While lobstermen see this as good news and a credit to their management of the industry, others find cause for concern.

College of William and Mary Professor Jon Allen, who spent his summer at the Coastal Studies Center researching urchin populations, expressed concern for the Maine ecosystem.

Overfishing has decimated the previously abundant urchin stock and Allen believes that the lobster surplus may be due in part to reduced urchin numbers. There are not enough urchins to curtail the growth of kelp forests, habitats in which lobsters and crabs do quite well. As both species are urchin predators, this works to further decrease the urchin population.

Over the years, Maine's ecosystem has experienced major changes in its dominant species.

"Right now, lobstermen and crabbers happy," Allen said. "Ten years ago, urchin harvesters were pretty happy. Two hundred years ago, we were catching cod."

Allen suspects that Maine is not going to overfish lobster and crabs because it is effectively aqua-culturing on a gulf-wide scale, but expressed concern over the inefficient harvesting of bait. While the lobster harvest is still watched scrupulously, bait stock continues to be depleted.

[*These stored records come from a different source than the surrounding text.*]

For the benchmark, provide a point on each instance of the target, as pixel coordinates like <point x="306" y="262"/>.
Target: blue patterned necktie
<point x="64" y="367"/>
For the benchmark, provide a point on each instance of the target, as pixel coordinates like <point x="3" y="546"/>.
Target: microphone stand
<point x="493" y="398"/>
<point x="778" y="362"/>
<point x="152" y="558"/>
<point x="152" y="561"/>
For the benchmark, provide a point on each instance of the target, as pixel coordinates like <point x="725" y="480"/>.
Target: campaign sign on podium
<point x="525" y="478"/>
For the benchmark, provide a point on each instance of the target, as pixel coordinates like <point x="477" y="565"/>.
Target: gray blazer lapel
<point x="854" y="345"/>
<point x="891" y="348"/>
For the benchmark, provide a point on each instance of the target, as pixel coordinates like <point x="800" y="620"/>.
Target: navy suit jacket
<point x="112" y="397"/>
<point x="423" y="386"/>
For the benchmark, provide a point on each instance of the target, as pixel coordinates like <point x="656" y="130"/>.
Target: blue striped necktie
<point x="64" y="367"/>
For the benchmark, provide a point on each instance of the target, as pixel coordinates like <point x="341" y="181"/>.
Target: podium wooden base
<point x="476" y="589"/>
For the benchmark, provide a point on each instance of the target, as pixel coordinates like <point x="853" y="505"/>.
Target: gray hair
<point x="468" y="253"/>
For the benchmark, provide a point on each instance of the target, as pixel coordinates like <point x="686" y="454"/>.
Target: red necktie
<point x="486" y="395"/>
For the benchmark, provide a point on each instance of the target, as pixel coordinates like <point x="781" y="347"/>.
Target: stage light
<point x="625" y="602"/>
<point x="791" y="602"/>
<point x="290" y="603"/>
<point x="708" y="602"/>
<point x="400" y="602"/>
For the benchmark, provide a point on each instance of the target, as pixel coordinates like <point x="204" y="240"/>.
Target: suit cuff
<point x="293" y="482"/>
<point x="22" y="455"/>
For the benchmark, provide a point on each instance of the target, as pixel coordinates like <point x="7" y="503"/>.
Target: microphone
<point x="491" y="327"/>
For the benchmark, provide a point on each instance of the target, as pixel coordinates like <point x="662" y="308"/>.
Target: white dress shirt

Wiley noted that the population of alewives—a species of herring—in the Kennebec River has dwindled from around 18 million in the 1920s and 30s to about 2 million in present years. This, he said, is the focus of Coastal Studies Scholar-in-Residence Ted Ames' research, which is looking to provide new strategies for dealing with the depletion issue.

Still, until the day when lobsters die out, Bowdoin will continue to have its lobster bake.

"It's tradition," said Cardone.

Wiley and Cardone don't know of another college or university that holds lobster bake on the scale that Bowdoin does. Just as lobster is a Maine tradition and signature dish, they said, so has the bake become a signature of Bowdoin.

This article was edited for correctness on September 17, 2011.